念のため98年のルーブル危機についても調べてみました。

あまり資料はないのですが、調べた限りでの感想としては、たぶん98年危機のようなレベルに達することはないだろうと思います。

経済、財政、金融のインフラが当時とは比較にならないほど整備されています。当時のロシアはふっと息を吹きかけただけでも倒れるほどの脆弱さでした。エリツィン大統領はアル中で執務能力ゼロでした。その後、ルーブルは90%減価したところで、平衡を取り戻したのです。今回はそこまでは行かないのではないでしょうか。


1997年

7月 炭鉱労働者がシベリア鉄道を封鎖。エリツィン辞任をもとめる。

97年 石油価格は40%以上下落し、15ドル近辺までさがる。これによりロシアの政府債(GKO)の価格は暴落。

1998年

3月 エリツィン大統領、チェルノムイルジン首相を罷免し、セルゲイ・キリエンコを首相代行に指名。キリエンコは150%の超高金利政策により外貨の引き止めを図る。

7月13日 ルービン財務長官、200億ドルの緊急支援を承認。ロシア救済ではなくLTCM倒産の波及を恐れたためとされる。

7月20日 IMF、ロシアに対して226億ドルの緊急支援を発表。IMF拠出分の112億ドルが即時発動。
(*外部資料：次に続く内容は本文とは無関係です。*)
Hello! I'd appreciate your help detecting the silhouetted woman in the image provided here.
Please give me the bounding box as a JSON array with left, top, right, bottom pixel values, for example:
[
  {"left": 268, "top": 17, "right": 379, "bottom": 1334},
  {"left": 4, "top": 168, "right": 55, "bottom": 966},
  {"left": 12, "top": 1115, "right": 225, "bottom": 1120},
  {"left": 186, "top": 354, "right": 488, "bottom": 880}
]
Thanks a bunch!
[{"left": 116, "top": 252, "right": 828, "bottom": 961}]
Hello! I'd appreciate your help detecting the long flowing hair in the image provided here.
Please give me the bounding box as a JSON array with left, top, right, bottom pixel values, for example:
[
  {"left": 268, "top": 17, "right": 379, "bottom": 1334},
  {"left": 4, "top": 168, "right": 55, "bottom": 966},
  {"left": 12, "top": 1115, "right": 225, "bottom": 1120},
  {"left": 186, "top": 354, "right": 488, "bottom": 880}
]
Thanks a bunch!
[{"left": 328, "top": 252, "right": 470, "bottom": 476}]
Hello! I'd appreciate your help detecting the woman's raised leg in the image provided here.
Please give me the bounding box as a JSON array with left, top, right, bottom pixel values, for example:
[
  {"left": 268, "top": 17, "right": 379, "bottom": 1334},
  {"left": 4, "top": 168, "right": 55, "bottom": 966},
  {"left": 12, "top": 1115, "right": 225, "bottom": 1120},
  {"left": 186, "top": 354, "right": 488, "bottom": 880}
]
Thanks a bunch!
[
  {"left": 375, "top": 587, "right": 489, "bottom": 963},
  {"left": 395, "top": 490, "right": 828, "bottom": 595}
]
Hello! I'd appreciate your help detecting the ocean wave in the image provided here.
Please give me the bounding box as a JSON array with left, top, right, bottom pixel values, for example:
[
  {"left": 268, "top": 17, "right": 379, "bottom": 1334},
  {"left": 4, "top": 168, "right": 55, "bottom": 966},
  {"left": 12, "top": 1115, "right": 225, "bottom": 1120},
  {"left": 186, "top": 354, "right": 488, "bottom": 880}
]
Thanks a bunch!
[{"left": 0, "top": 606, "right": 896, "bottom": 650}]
多くは金持ち(オリガルヒ)のドル換金と海外送金に用いられたという。

8月17日 ロシア政府、「民間対外債務の限定的モラトリアム」を宣言(90日間支払停止)。これによりルーブル建て短期国債が債務不履行に陥る。同時に対ドルで最大24.7%の下落容認。実質的なルーブル切下げ。この後ルーブルが急落。

8月26日 ルーブル急落により対ドル取引の不成立が宣言される。

8月27日 為替取引を全面的に停止。

9月07日 対ドルの取引を再度停止。このあと1ドル5ルーブルから20ルーブル台へ下落した。

98年末 米国債売り・ロシア国債買いの裁定取引が破綻。LTCMなど大手ヘッジファンドが危機に追い込まれる。

98年 ロシアの貧困層が24%に達する。ソ連時代は2%。

1999年

1月 ロシア政府は利払い停止とルーブルの切り下げを発表。ルーブル相場は98年夏の水準から75%も下落する。外貨準備高は110億ドルに落ち込み、公的債務額はGDPにほぼ匹敵する水準に上った。ドル建てで資金調達していた銀行のほとんどが倒産。投資家の「質への逃避」により、深刻な外貨不足に陥る。


2008年 10年間の調整により、一般政府債務はGDP比8%まで減少する一方、外貨準備高は約6500億ドルと、世界第3位の規模に達する。